Song of the Furies

Ancient Greece brought us many dark cthonic gods, ready to bring order to humankind through acts of vengeance. The three ancient spirits, known as the Erinyes (the Furies) were forces of retribution personified. They punished unforgivable deeds like homicide, patricide, offenses against the gods. The three Furies served as a way for a person to gain retribution by calling on them. They brought misery and suffering to those who could seek justice in no other way.

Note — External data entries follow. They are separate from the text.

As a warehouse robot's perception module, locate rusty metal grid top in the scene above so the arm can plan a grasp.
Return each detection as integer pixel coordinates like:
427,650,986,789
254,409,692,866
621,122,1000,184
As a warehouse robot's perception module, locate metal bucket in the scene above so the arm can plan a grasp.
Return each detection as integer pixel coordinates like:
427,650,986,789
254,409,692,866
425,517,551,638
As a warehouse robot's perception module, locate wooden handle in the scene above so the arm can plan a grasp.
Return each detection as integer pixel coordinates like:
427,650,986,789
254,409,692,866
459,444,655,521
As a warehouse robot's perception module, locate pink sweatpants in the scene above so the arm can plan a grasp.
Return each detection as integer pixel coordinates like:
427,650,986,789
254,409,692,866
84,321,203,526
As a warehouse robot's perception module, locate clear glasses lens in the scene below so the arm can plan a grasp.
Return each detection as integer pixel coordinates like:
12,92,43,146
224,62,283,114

The three furies, known as Alekto (the endless) Megeaera (jealous rage) Tisiphone (vengeful destruction) were often portrayed as hag-like creatures. The poem below was created by Aeschylus, who was considered to be the father of Greek tragedy. This poem is part of a story called The Eumenides.1

This is a story of justice and retribution showing how the forces of fate can intervene in the process of serving justice. In this story, a man named Orestes killed his mother in an attempt to claim her throne after he had been banished by her. The Furies are summoned by the ghost of Orestes’ mother who seeks revenge against her murder.

Song Of The Furies

Up and lead the dance of Fate!
Lift the song that mortals hate!
Tell what rights are ours on earth,
Over all of human birth.
Swift of foot to avenge are we!
He whose hands are clean and pure,
Naught our wrath to dread hath he;
Calm his cloudless days endure.
But the man that seeks to hide
Like him, his gore-bedewèd hands,
Witnesses to them that died,
The blood avengers at his side,
The Furies’ troop forever stands.

O’er our victim come begin!
Come, the incantation sing,
Frantic all and maddening,
To the heart a brand of fire,
The Furies’ hymn,
That which claims the senses dim,
Tuneless to the gentle lyre,
Withering the soul within.

The pride of all of human birth,
All glorious in the eye of day,
Dishonored slowly melts away,
Trod down and trampled to the earth,
Whene’er our dark-stoled troop advances,
Whene’er our feet lead on the dismal dances.

For light our footsteps are,
And perfect is our might,
Awful remembrances of guilt and crime,
Implacable to mortal prayer,
Far from the gods, unhonored, and heaven’s light,
We hold our voiceless dwellings dread,
All unapproached by living or by dead.

What mortal feels not awe,
Nor trembles at our name,
Hearing our fate-appointed power sublime,
Fixed by the eternal law.
For old our office, and our fame,
Might never yet of its due honors fail,
Though ‘neath the earth our realm in unsunned regions pale.